Um modelo inovador de inteligência artificial (IA) mostrou ser capaz de antecipar, com até duas décadas de antecedência, o risco de surgimento de mais de mil doenças.
O sistema foi desenvolvido a partir de registros médicos de larga escala e testado em duas bases populacionais: cerca de 400 mil participantes do UK Biobank, no Reino Unido, e 1,9 milhão de pacientes do Registro Nacional de Saúde da Dinamarca.
O estudo foi publicado na revista científica ‘Nature’ e é considerado um dos mais abrangentes já realizados sobre o uso de IA generativa na modelagem da progressão de doenças humanas.
Como a tecnologia funciona?
O modelo funciona de forma semelhante aos grandes modelos de linguagem (LLMs), mas aplicado a históricos médicos. Nesse caso, diagnósticos, hábitos de vida e intervalos entre eventos clínicos são interpretados como uma espécie de “gramática da saúde”.
Assim, o algoritmo identifica padrões e calcula a probabilidade de doenças futuras. O desempenho foi mais preciso em condições de progressão definida, como certos tipos de câncer, infartos e septicemia.
Já em casos mais variáveis, como transtornos mentais ou complicações na gravidez, as previsões apresentaram menor confiabilidade.
“Nosso modelo é uma prova de conceito de que a IA pode aprender padrões de saúde de longo prazo e gerar previsões úteis”, afirmou Ewan Birney, diretor interino do Laboratório Europeu de Biologia Molecular (EMBL).
O que pode ser previsto
As estimativas funcionam como previsões meteorológicas: não garantem certezas, mas indicam probabilidades.
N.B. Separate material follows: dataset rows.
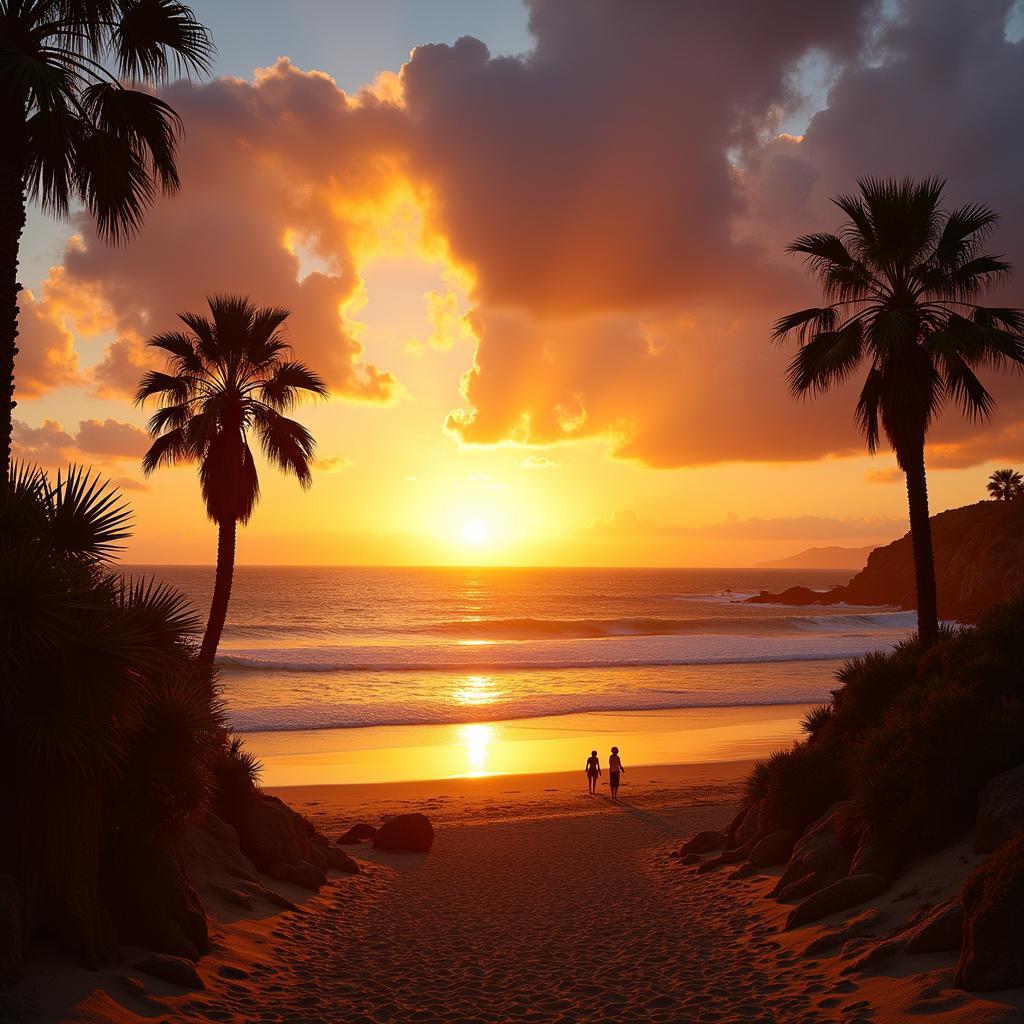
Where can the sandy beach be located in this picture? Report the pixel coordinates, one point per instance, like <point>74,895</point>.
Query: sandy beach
<point>537,903</point>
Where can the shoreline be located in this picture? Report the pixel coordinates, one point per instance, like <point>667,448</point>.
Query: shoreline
<point>378,755</point>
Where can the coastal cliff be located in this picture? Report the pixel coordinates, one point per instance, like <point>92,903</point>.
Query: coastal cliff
<point>979,560</point>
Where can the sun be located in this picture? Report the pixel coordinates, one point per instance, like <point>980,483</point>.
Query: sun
<point>474,531</point>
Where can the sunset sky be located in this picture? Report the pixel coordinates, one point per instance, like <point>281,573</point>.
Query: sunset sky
<point>536,250</point>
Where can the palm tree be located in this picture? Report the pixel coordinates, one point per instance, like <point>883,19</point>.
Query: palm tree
<point>1006,484</point>
<point>228,375</point>
<point>73,133</point>
<point>901,278</point>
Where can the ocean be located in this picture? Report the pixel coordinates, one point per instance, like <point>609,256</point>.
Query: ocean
<point>327,648</point>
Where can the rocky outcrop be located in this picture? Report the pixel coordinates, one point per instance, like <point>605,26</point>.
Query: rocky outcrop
<point>979,560</point>
<point>773,849</point>
<point>702,843</point>
<point>356,835</point>
<point>1000,810</point>
<point>176,970</point>
<point>992,954</point>
<point>841,895</point>
<point>413,833</point>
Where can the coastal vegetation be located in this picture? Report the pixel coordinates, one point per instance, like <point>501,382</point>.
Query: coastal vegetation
<point>74,133</point>
<point>227,376</point>
<point>107,725</point>
<point>901,279</point>
<point>1006,485</point>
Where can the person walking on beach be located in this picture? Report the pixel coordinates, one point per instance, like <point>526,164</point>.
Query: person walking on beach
<point>593,771</point>
<point>614,770</point>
Por exemplo, em homens entre 60 e 65 anos, o risco anual de ataque cardíaco variou entre 4 em 10 mil e 1 em 100, dependendo de histórico clínico e estilo de vida. Entre as mulheres na mesma faixa etária, a probabilidade foi menor, mas com distribuição semelhante.
Esses números se mostraram compatíveis com os casos realmente registrados nos bancos de dados analisados.

Potencial e limitações
Apesar do avanço, os cientistas destacam que o modelo ainda não está pronto para aplicação clínica. No momento, a ferramenta serve como apoio para pesquisas sobre progressão de doenças, impacto de hábitos de vida e simulações de saúde pública.
Entre as limitações estão o viés demográfico — já que o UK Biobank concentra principalmente adultos entre 40 e 60 anos e não abrange toda a diversidade étnica — e a menor precisão em condições de evolução instável.
“É o início de uma nova forma de entender a saúde humana”, declarou Moritz Gerstung, chefe da Divisão de IA em Oncologia do Centro Alemão de Pesquisa do Câncer (DKFZ).
“No futuro, modelos como esse poderão ajudar a personalizar o atendimento e antecipar necessidades em larga escala.”
Privacidade e ética
Os dados utilizados foram anonimizados e analisados sob rigorosos protocolos de privacidade. No Reino Unido, todos os voluntários forneceram consentimento informado. Já na Dinamarca, o acesso ocorreu dentro de sistemas virtuais que impedem a exportação de informações.
A pesquisa contou com financiamento do EMBL, do DKFZ e da Fundação Novo Nordisk, além da participação do Instituto Europeu de Bioinformática (EMBL-EBI) e da Universidade de Copenhague.